NEW YORK (MainStreet)In a 1998 episode of the classic sitcom that bears his name, Dr. Frasier Crane offers to loan Roz Doyle $1,500 to help her through what they both hope will be a period of brief unemployment. "You can just pay me back whenever you'd like," he says, handing her a check. "This is your money to do with as you see fit."
Fans of the show won't be surprised to learn that Frasier later becomes agitated when he feels that Roz is spending the money frivolously on spa treatments, fancy clothing and expensive perfume. Against everyone's advice, he eventually confronts her about it. She immediately grows angry and combative. He gets embarrassed and defensive. They have a big fight, but because this is TV everything is resolved before the 22 minutes of airtime plays out.
In the years since that episode first aired, rising unemployment and tightening credit have made real-life loans between friends and family members increasingly common. And they're not always used solely to navigate a rough personal patch. One recent study found at least 7% of all homebuyers now rely on such assistance, while another found 14% of all business owners are turning to those they know to cover costs.

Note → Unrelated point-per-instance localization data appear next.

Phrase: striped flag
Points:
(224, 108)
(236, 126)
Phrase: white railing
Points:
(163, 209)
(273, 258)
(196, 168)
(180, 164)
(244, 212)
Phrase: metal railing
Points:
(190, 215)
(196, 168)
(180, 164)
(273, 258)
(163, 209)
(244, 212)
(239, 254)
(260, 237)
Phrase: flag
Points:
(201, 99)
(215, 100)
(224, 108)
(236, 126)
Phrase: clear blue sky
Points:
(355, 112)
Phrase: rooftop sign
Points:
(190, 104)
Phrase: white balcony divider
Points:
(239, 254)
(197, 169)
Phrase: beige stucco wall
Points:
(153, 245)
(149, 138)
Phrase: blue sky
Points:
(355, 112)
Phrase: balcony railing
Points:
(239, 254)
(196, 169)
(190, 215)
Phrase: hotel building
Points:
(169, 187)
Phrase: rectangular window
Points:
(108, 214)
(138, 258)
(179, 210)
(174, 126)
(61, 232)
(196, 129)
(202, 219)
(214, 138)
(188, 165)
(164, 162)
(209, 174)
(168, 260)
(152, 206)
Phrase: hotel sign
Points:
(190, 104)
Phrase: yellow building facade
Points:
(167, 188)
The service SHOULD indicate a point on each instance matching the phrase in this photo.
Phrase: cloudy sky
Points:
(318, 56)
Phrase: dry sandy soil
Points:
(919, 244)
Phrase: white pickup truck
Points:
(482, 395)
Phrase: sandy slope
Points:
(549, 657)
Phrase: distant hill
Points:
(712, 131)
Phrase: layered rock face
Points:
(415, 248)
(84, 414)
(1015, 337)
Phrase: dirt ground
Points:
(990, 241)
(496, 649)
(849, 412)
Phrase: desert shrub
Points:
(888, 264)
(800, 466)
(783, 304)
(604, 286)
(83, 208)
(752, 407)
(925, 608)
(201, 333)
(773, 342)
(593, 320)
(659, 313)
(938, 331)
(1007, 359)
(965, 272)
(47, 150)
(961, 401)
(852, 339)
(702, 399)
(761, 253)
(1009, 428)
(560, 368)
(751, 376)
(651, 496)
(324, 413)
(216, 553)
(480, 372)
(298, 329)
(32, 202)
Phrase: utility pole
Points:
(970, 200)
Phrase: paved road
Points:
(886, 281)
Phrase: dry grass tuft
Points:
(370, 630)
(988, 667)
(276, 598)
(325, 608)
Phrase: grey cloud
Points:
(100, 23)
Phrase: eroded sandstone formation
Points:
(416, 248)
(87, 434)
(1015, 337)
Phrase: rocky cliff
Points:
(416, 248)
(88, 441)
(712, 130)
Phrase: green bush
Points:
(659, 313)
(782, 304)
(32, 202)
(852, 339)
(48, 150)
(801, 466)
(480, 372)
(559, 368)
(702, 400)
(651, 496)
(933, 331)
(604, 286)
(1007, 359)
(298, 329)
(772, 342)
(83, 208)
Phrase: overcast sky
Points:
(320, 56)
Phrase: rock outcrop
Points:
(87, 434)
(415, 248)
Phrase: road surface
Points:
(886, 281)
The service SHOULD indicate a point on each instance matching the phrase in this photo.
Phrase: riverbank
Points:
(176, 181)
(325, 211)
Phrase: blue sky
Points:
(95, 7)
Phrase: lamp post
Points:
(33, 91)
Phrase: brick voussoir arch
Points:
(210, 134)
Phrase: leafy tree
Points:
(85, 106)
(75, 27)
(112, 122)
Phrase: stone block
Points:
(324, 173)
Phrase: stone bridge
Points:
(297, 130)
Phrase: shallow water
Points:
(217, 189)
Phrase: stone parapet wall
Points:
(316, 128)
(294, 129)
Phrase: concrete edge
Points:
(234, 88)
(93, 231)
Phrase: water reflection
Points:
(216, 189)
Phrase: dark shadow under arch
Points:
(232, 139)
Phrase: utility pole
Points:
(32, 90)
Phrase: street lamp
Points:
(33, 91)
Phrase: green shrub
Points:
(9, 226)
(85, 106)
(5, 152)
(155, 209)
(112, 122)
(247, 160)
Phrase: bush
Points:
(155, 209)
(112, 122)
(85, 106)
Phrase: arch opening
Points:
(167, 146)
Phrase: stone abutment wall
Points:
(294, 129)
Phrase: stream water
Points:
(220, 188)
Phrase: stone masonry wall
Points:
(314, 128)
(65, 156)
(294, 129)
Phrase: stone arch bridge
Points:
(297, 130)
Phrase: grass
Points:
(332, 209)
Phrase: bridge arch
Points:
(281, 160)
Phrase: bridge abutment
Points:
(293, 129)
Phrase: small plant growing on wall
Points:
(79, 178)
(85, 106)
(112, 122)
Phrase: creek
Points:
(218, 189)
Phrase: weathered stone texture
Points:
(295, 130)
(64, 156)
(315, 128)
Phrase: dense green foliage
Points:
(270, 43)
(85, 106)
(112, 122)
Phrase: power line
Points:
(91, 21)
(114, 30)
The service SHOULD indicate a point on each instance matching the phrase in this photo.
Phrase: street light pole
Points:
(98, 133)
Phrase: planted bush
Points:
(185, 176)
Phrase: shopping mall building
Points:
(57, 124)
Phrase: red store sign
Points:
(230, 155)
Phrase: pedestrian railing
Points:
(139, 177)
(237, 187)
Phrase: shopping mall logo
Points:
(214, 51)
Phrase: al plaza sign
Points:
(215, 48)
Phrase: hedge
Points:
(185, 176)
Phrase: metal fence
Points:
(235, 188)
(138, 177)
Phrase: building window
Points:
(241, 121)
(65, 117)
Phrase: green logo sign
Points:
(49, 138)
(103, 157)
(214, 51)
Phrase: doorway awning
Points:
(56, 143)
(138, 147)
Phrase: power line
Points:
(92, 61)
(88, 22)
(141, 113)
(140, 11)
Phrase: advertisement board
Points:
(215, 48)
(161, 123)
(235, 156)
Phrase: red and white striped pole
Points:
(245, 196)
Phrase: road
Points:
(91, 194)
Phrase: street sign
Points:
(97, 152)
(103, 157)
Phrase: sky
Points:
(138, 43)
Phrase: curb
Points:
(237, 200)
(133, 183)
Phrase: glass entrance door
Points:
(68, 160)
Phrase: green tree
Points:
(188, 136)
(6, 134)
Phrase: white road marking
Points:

When handled as poorly from start to finish as Frasier's loan to Roz, these transactions rarely end on such an amicable note. But it doesn't have to be that way, experts say. You can actually lend money to someone who is dear to you, help them out of a jam, get repaid and remain close.
The key is handling the situation just like any other business transaction: don't loan blindly, lay out the specifics so there are no misunderstandings, and put it all on paper.